Government of Pakistan Optimizes Public Finance with Historic Early Debt Retirement Program

The government of Pakistan has successfully executed an unprecedented fiscal adjustment by retiring more than 4.7 trillion rupees of its public debt before maturity. This massive buyback operation marks the largest and most sustained proactive liability management exercise in the economic history of the country. According to Khurram Schehzad, the senior advisor to the federal minister for finance and revenue, the strategic initiative highlights a fundamental transition in how the state handles its national sovereign obligations, prioritizing financial risk reduction and long-term balance sheet stability over conventional borrowing cycles.

The historic milestone was officially reached following the completion of the government’s latest buyback transaction, which involved retiring Pakistan Investment Bonds worth 279 billion rupees, equivalent to approximately 1 billion US dollars. This final transaction pushed the cumulative volume of early debt retirement to an outstanding 4.722 trillion rupees. Official figures shared by the finance ministry show that the government accelerated its early debt retirement program significantly over the recent fiscal year.

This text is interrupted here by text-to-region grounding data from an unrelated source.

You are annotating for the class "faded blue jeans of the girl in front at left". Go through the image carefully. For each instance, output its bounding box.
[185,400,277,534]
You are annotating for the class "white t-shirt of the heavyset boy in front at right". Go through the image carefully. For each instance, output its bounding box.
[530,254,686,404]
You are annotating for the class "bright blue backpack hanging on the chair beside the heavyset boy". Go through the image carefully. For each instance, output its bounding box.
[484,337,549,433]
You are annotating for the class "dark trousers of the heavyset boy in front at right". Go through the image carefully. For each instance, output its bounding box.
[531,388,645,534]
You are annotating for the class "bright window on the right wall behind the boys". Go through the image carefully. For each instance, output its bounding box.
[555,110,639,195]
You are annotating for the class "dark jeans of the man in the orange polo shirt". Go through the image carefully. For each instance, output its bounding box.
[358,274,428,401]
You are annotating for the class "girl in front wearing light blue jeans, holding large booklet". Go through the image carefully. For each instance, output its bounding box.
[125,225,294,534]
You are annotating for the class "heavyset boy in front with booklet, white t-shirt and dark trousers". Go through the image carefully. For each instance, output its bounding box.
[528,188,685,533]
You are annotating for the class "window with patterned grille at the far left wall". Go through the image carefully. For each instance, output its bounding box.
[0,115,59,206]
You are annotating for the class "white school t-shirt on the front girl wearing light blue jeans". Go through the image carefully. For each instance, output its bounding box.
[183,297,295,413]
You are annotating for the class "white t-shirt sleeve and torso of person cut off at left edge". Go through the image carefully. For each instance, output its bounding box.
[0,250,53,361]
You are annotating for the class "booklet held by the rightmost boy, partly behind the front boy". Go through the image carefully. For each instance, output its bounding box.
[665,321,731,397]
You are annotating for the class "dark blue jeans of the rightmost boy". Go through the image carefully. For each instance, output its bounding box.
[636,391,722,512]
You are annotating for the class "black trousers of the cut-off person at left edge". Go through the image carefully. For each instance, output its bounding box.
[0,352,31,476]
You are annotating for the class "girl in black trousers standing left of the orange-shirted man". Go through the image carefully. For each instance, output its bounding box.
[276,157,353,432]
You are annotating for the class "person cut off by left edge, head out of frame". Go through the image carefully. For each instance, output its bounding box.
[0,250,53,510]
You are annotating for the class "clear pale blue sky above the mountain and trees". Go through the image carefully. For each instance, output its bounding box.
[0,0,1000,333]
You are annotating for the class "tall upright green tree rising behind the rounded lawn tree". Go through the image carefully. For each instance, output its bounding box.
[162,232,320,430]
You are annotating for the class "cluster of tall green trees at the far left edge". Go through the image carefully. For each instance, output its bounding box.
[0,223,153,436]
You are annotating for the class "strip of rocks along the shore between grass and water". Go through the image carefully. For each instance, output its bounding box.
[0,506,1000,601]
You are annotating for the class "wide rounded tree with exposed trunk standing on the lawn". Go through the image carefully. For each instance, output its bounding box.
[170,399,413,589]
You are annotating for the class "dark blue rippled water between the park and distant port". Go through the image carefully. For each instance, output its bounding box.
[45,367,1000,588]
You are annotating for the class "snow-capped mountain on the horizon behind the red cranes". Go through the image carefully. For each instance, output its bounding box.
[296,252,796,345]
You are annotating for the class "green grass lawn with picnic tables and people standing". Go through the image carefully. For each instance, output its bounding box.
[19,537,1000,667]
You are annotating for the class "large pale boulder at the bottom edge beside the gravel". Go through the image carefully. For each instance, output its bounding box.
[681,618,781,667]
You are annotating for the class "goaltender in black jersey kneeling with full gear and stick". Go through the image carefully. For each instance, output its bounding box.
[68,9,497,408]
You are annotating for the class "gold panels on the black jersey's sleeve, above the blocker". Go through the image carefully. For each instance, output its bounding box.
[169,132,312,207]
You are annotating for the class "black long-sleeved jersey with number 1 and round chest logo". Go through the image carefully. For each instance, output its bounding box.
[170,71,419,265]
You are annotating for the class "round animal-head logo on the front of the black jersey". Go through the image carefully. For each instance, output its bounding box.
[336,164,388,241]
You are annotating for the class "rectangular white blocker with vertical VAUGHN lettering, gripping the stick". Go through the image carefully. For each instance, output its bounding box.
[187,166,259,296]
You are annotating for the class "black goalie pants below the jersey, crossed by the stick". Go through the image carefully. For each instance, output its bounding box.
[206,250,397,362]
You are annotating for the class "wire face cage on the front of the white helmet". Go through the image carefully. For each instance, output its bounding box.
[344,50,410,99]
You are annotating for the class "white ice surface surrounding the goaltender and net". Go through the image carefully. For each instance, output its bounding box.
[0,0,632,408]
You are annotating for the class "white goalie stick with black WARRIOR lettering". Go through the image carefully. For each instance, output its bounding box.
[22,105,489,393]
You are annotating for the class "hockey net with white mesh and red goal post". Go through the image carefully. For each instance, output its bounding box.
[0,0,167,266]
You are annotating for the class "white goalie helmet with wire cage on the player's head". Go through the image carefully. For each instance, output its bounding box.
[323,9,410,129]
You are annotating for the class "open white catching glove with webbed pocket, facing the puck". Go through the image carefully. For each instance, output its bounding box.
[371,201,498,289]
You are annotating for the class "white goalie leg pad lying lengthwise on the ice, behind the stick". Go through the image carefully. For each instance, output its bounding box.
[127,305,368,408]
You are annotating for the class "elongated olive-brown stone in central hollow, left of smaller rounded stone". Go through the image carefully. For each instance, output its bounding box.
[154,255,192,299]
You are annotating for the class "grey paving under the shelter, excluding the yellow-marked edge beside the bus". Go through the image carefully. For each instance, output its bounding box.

During the fiscal year 2025-2026, the state retired 2.9 trillion rupees of domestic debt ahead of schedule, representing a major sixty-two percent increase compared to the 1.8 trillion rupees retired during the previous fiscal year. Of the total debt retired during the latest fiscal year, fifty-one percent consisted of liabilities owed directly to the central bank, while the remaining forty-nine percent comprised market-based debt.

According to advisor Khurram Schehzad, these early repayments are part of a deliberate and active liability management framework rather than a routine debt settlement procedure. The central objective of this aggressive buyback strategy is to comprehensively reduce refinancing and rollover risks that have historically burdened the national treasury. By retiring high-cost debt early, the government aims to lower its overall debt servicing costs, optimize liquidity, and streamline national cash flow management. This disciplined approach is already helping to strengthen domestic and international investor confidence while simultaneously reinforcing the country’s overall fiscal resilience.

The impact of this continuous liability management is clearly visible in the rapid improvement of the sovereign debt profile of the country. The average maturity of Pakistan’s public debt has improved substantially, rising from just 2.7 years in the fiscal year 2023-2024 to more than 3.8 years in the fiscal year 2025-2026. This extension of debt maturity helps shield the treasury from sudden interest rate shocks. Additionally, the national debt-to-GDP ratio has experienced a steady decline, dropping from seventy-five percent in the fiscal year 2022-2023 to approximately 68.5 percent in the fiscal year 2025-2026. This positive downward trend is accompanied by a sharp reduction in the state’s reliance on financing from the State Bank of Pakistan, indicating a structural shift toward sustainable, market-aligned domestic borrowing.

This structural debt retirement has been carried out in multiple strategic phases over the last twenty months. The program initiated with a substantial buyback of 826 billion rupees in October 2024, followed by successive operations in November 2024, March 2025, June 2025, August 2025, November 2025, December 2025, January 2026, April 2026, and the final 279 billion rupee transaction executed in May 2026. Financial analysts view these coordinated buybacks as a key component of a larger national reform program. These measures are designed to work alongside moderating inflation rates, improving external balances, and stabilizing public finances to secure lasting macroeconomic stability for the nation.